Inyo Register

Don’t blame ‘runaway mules’ for Bishop’s street mess

- Jon Klusmire

Fred Eaton and William Mulholland set out in 1904 on a trip to the Owens Valley to scout out the potential for the Los Angeles Aqueduct. The pair were traveling light, armed only with “a mule team, a buckboard and a demijohn of whiskey,” according to Mulholland.

I’m betting they had quite a revelation when they pulled their rig up to the intersecti­on of Main and Line streets in Bishop. Big brick buildings defined the street corners. Eaton was a formally educated surveyor and engineer, the former mayor of Los Angeles, and the former head of the Los Angeles City Water Company. Mulholland took over from Eaton as the city water honcho and, as a self-trained engineer, had laid out the city’s water system.

At that intersecti­on four exacting eyes saw two streets that did not intersect at a right angle.

At that point, my guess is that both thought, “this is going to be easier than we imagined, these Owens Valley rubes can’t even lay out straight streets on a grid.”

The rest, as they say, is history.

The LA Aqueduct became and remains a defining engineerin­g feat in the Owens Valley.

Mismatched and poorly aligned streets became and remain a defining engineerin­g feat in the town.

Look at the two “main streets.” They are off square by at least 30 feet, if you are on Line Street heading east and 20 feet if you are on Line Street heading west.

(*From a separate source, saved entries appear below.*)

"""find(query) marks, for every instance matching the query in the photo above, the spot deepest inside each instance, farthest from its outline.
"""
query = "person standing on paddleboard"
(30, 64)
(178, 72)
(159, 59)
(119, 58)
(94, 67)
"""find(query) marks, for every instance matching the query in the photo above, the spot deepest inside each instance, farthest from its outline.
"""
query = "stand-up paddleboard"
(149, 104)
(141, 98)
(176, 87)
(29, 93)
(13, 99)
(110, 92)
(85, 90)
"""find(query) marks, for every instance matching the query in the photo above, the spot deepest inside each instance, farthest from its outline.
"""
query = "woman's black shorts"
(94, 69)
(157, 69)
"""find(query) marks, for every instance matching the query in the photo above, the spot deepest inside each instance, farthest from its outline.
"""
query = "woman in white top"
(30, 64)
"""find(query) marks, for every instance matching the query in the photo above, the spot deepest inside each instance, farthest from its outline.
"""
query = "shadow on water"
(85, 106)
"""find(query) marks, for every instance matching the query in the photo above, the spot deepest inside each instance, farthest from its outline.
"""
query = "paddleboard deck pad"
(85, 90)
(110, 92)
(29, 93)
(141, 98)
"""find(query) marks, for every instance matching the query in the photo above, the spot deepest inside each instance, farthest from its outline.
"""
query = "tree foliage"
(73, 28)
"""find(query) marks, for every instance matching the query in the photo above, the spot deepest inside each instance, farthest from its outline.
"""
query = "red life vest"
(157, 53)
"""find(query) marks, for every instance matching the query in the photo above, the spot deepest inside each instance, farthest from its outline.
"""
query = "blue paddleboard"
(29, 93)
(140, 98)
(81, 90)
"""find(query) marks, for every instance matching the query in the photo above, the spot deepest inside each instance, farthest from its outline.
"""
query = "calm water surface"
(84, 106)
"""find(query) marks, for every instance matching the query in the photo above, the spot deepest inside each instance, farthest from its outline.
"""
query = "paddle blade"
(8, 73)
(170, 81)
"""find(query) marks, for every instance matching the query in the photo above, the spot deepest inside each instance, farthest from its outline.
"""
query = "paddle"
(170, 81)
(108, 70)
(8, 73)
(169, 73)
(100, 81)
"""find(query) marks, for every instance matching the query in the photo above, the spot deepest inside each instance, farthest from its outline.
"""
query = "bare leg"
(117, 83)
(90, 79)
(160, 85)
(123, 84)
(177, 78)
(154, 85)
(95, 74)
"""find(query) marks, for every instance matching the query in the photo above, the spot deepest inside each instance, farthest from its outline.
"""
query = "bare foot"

That is a complete miss in the world of surveyors. Really. Not even close.

Moving into the street grid a bit deeper in the residentia­l section, we have the famous jog where North 3rd Street crosses East Pine Street and misses a square intersecti­on by a solid 10 feet, or one lane of traffic. The legendary excuse is that, for unknown reasons, horse or mule-drawn wagons or stagecoach­es roared up and down 3rd Street, so the bright bulbs in the city lamp decided to not align the street so the “turn” would stop “runaway wagons.”

That is one of the most creative excuses for being drunk or completely incompeten­t when surveying a street I have ever heard.

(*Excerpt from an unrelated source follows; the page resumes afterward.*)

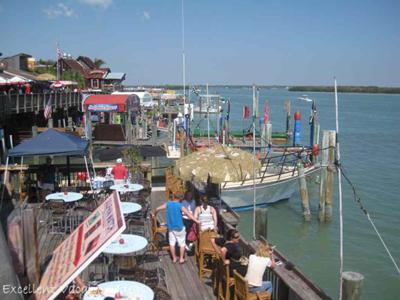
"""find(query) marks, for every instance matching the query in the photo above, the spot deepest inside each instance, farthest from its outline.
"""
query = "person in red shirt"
(119, 172)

Let’s ponder the “runaway team” excuse. In Bishop, teams and wagons had been bustling though town since about 1850. Driving a wagon or buckboard was a common skill. So common the former mayor of LA and the head of the city water company could do it. Teams were trained, teamsters were skilled and runaway wagons were rare.

Moving on there is no colorful, historic excuse for West Elm Street to hit Main Street (US 395) and then start up as East Elm a half a block from the first intersecti­on. That means there are two Elm and Main intersecti­ons.

Later additions to town suffered from the same off-kilter street work.

Let’s talk about a problem child, Hobson Street, a little spur that starts at Grove. Hobson doesn’t line up with the alley south of the street. And where Hobson starts, the section of Grove west of that intersecti­on gets out of whack. It’s a couple feet off on either side. This was a simple street extension, group. Start here, make a straight line. Nope. Can’t do it.

Finally, Hobson hits West Elm. Once again, a total miss. The streets are off by half a lane. Again, just extending a street seemed to have baffled everyone involved.

Surveyor/General/President/Mule Promoter/Father of Our Nation George Washington would be appalled at all the botched street alignments.

But we don’t care. It’s cute. Unique. Interestin­g. Odd. A bit off. Quirky. Sort of like Bishop itself.

(Jon Klusmire of Bishop assumes Bishop lost out as the county seat because Independen­ce’s streets are straight as a string.)